3 Strategies to Standardize High-Level Disinfection
By: Aorn Staff
Published: 12/4/2020
Publish Date: March 25, 2020
High-level disinfection (HLD) remains a serious safety challenge in perioperative care. The Joint Commission surveyors have reported finding a number of high-risk deficiencies in HLD practices across hospital settings.
Determined to standardize variable HLD practices at Beth Israel Deaconess Medical Center in Boston, a multidisciplinary team began a journey in 2018 to assess the current state of HLD. They conducted audits, gap analyses, and failure mode effects analyses along with real-time education to understand their current state and to identify improvement plans, according to team leaders Ross Simon, BA, senior quality engineer, and Nancy Doraiswami, RN, BSN, CGRN, CRCST, CFER, director of Central Processing.
High reliability principles such as a focus on persistent mindfulness, proactively correcting failures, and working with the staff doing the work as well as the managers leading the work drove the team’s approach. “Change is only possible when you collaborate with your people doing the work, such as those disinfecting scopes to give them the support to speak up,” Doraiswami stresses.
Their dedicated approach with front line team members resulted in a successful Joint Commission survey in 2019, including compliments from the survey team on their HLD practitioners.
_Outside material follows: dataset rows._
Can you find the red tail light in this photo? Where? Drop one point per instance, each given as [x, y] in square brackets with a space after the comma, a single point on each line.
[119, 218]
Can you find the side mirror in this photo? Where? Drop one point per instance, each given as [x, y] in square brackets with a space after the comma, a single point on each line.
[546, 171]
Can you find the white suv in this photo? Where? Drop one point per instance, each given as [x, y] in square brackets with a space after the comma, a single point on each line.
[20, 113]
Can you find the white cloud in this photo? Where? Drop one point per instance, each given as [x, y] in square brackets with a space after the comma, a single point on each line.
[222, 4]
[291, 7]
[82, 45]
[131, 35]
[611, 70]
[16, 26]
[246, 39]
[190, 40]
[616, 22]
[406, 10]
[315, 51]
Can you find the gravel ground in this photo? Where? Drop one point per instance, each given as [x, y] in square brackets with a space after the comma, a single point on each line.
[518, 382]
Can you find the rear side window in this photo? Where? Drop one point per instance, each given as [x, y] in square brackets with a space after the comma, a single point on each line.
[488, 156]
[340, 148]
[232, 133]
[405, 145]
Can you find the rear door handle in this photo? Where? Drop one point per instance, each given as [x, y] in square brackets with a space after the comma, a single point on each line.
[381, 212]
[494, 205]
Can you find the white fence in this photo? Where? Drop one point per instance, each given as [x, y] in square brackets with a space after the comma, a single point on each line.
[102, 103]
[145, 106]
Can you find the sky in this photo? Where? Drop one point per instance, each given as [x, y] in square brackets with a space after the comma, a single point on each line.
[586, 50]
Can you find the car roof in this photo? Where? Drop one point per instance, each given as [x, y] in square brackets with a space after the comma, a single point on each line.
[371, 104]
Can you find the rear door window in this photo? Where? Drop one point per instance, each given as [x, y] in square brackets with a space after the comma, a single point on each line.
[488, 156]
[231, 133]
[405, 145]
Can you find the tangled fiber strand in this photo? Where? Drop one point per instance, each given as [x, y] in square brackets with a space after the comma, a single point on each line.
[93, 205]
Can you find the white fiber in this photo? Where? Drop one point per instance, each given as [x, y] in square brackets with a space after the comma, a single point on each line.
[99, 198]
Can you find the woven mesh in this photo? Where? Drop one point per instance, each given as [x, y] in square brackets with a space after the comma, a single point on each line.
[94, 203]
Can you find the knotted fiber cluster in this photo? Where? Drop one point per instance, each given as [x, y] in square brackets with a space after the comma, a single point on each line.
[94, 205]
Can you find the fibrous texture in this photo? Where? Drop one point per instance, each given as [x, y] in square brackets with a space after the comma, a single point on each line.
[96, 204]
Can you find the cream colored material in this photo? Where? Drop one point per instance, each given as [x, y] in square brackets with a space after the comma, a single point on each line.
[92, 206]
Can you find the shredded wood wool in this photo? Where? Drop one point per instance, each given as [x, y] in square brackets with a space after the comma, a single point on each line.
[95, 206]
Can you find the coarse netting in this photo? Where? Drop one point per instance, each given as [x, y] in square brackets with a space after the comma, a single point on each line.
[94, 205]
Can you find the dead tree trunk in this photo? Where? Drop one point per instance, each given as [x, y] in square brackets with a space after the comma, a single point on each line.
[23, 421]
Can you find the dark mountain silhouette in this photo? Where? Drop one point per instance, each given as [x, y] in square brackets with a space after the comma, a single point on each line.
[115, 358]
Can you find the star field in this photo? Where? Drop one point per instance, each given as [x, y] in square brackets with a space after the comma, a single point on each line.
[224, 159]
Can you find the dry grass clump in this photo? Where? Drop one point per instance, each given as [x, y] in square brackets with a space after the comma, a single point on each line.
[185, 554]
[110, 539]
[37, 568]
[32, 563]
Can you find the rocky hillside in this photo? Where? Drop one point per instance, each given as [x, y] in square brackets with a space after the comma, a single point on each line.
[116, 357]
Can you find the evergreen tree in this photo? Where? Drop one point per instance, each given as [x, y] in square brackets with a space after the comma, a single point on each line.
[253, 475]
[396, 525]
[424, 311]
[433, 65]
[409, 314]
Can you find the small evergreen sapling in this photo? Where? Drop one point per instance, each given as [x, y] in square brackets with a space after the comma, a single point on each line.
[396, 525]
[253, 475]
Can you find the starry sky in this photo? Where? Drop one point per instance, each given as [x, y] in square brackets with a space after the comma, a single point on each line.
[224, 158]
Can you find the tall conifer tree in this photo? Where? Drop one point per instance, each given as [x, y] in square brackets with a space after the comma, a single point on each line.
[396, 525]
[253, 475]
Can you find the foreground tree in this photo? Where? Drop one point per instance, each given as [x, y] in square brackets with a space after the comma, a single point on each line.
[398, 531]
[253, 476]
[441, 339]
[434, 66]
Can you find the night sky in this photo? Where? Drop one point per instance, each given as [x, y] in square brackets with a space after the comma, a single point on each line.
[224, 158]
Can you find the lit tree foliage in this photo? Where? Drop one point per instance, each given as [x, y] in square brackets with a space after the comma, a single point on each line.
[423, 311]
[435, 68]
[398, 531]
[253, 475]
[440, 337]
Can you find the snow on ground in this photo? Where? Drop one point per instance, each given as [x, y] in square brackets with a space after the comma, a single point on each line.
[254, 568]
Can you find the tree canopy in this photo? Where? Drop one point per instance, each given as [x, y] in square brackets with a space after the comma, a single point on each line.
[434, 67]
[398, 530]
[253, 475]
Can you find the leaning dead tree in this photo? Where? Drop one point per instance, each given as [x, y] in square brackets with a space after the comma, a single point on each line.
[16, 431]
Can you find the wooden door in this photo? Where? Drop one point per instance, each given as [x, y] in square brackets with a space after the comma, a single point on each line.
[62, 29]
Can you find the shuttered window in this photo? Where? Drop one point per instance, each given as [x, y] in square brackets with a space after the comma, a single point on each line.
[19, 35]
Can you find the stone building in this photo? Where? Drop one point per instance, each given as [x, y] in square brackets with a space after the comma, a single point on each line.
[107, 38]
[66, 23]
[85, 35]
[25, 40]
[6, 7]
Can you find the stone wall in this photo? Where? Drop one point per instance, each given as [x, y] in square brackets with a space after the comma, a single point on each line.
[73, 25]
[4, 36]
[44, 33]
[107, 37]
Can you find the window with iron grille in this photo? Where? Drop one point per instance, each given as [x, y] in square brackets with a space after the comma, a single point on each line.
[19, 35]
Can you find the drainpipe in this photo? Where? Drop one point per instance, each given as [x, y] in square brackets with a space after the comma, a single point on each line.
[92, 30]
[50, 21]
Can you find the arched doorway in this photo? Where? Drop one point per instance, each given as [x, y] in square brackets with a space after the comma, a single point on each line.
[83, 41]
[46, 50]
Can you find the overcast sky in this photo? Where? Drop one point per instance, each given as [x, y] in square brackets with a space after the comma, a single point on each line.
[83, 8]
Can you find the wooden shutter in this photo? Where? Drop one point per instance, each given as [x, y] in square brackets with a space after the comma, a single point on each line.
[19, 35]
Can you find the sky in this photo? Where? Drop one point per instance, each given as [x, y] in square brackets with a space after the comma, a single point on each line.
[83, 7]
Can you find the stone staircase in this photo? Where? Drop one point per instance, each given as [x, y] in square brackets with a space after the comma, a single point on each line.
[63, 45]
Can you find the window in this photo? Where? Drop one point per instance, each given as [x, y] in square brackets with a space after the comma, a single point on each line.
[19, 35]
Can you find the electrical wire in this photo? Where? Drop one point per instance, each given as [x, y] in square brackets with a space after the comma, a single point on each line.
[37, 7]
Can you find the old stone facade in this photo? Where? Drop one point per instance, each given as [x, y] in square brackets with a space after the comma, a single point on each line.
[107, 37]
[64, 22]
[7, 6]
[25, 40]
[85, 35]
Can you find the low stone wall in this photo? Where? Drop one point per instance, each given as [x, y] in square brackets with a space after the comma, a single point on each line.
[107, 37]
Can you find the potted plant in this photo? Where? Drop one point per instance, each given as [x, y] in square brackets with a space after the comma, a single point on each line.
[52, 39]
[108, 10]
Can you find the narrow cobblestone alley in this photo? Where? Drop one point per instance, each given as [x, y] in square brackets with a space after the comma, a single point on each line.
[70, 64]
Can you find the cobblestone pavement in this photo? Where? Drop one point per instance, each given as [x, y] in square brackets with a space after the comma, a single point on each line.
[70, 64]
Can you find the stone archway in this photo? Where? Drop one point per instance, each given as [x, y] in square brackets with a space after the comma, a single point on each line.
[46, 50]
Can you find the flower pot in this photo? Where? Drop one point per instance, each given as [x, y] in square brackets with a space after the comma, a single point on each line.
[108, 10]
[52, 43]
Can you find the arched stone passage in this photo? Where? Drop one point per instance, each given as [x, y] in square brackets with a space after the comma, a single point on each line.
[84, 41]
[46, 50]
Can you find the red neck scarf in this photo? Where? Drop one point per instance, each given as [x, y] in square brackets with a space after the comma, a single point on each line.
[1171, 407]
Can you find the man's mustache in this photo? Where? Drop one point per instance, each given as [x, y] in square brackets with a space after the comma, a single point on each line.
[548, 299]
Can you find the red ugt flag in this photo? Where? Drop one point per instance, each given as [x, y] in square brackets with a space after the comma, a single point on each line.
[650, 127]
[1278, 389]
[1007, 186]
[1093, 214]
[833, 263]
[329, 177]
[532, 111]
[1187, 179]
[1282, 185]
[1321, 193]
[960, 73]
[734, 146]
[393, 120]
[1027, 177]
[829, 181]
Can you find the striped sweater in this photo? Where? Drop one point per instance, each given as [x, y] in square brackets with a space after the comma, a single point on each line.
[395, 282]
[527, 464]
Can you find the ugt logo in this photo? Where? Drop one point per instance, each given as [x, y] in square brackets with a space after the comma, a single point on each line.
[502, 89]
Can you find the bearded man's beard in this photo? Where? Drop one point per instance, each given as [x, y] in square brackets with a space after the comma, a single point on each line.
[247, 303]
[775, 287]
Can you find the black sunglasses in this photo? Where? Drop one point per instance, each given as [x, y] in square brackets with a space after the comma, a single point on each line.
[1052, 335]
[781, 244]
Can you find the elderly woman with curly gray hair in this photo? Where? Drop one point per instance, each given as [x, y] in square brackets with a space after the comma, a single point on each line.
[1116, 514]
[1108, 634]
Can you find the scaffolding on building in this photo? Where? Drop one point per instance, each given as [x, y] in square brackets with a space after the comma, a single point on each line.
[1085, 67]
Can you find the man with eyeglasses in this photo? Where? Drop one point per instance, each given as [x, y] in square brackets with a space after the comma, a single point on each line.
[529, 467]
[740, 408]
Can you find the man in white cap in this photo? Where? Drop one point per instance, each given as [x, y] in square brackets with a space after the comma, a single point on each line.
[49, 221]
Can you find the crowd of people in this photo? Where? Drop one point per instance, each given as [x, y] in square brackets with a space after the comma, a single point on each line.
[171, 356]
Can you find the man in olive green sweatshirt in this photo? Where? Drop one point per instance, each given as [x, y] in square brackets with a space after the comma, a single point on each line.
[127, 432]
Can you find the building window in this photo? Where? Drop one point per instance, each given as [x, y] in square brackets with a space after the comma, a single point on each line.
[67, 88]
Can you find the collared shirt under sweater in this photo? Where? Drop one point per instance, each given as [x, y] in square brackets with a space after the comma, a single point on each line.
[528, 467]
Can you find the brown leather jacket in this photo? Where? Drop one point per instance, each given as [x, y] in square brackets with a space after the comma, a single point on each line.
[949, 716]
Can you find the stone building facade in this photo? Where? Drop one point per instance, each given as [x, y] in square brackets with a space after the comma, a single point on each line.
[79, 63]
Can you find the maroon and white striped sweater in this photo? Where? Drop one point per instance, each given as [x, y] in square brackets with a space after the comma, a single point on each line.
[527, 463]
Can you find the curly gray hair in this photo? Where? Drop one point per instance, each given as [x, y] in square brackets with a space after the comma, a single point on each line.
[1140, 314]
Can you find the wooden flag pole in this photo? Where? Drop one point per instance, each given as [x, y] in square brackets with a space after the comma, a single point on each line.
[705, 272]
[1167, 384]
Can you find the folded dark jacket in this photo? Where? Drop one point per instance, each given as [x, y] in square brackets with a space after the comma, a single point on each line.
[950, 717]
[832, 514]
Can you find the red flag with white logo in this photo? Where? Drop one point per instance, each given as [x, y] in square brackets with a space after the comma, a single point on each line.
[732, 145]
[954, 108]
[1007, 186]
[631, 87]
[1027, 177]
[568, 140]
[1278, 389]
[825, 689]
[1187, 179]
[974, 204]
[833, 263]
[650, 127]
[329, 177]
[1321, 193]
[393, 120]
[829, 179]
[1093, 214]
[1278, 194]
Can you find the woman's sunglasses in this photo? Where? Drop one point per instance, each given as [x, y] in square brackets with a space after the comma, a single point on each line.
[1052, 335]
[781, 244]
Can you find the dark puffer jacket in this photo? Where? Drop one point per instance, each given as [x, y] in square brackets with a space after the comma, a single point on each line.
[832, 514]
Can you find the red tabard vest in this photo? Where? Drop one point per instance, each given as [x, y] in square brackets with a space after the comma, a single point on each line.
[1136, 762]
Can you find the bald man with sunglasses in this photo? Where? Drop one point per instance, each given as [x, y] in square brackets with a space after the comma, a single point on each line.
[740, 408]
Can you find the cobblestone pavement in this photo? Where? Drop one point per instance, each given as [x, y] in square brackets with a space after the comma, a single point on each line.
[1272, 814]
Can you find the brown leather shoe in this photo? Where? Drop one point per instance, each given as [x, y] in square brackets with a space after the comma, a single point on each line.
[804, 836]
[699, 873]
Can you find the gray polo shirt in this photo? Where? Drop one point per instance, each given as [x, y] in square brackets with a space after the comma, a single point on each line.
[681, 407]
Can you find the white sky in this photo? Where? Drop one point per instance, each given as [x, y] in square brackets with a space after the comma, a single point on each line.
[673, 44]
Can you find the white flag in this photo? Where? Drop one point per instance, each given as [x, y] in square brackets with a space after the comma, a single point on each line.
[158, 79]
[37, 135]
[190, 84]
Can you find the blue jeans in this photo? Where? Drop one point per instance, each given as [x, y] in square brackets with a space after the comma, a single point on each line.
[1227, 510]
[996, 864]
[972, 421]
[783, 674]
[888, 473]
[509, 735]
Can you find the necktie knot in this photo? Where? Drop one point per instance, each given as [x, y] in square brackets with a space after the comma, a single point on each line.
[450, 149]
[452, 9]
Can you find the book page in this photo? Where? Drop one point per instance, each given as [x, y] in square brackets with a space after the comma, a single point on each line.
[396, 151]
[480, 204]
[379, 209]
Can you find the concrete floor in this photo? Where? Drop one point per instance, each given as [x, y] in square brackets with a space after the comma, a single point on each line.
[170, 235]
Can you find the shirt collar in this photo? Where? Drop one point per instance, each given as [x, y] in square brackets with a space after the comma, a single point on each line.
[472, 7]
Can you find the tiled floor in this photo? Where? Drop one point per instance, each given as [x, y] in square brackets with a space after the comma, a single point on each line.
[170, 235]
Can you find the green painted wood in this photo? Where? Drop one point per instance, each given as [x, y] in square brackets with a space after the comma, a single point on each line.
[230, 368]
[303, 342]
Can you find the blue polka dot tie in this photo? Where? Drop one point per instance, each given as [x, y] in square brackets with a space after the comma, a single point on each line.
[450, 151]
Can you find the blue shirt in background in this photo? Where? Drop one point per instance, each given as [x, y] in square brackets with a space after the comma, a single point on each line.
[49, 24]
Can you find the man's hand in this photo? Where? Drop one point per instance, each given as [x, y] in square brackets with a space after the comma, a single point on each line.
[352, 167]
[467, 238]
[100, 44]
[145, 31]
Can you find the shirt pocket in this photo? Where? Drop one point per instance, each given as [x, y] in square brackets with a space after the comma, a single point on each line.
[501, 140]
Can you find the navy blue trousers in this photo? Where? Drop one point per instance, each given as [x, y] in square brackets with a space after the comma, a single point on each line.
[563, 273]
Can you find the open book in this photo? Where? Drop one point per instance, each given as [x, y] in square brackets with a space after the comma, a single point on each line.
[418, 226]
Here are three key strategies they applied and are still using to maintain standardized HLD practices.
- Start with a Detailed Plan
In 2018 a team of 24 people representing most HLD practice areas, as well as clinical engineering, health & safety and infection control were organized for the improvement project and a charter was established to outline these specific goals for HLD process improvement.
- Create and standardize workflows based on IFUs for HLD at each site.
- Ensure and establish compliance with PPE standards and confirm by auditing.
- Ensure and establish compliance with logs for use of equipment on patients, and for inventory/repair and confirm by auditing.
- To the extent feasible, harmonize logs across the institution and consider electronic workflow.
- Develop a plan and timetable for the certification of all staff performing HLD.
- Ensure that instrument storage containers and cabinets are compliant.
“We took a very structured approach with a large team representing many different perspectives,” Simon says. “This allowed us to evaluate every step of the HLD process in all practice settings to be sure we were in compliance with The Joint Commission and the AAMI ST58 “Chemical sterilization and high-level disinfection in healthcare facilities standards.”
- Complete Comprehensive Audits
A team of auditors including Simon, and representatives from clinical engineering, health & safety and infection control conducted an audit and completed a gap analysis for 17 different areas in the health system where HLD is used.
“We asked the people who reprocess equipment to describe their roles and processes for HLD to understand variance from standard practice and took many pictures to document the current situation,” Simon explains. “We also spoke in the moment and didn’t hold back when we witnessed opportunities for improvement.”
Learning the results of these audits and observations often surprised the leaders as they did not expect to see these lapses in HLD practices, Doraiswami acknowledges. “In many areas we learned that HLD training varied between practitioners and incorrect practices were introduced and then passed down to other trainees.”
- Standardize and Share Correct Practices
Understanding where practices needed to be improved, the team developed a shared database to help standardize products, best practices, and data collection logs. They also identified chemical and equipment inventory, and developed standards for PPE.
Additional training and staff competencies were developed and implemented to make sure all staff members understood the rationale behind safe practices. “During our Joint Commission survey, it was so rewarding to observe a technician explaining to the surveyor details such as the specific level and temperature of the water for cleaning a scope,” Doraiswami shares. “This is what surveyors are looking for and it’s this level of understanding and actions taken by the front line that strengthen a standardized approach.”
The team is now in their third phase of work with a new set of goals. Simon notes, “Workplace safety is linked to patient safety. Ensuring that our HLD processes are safe for patients and those who reprocess equipment addresses Beth Israel/Lahey Health’s goal to strengthen our quality and safety foundation.”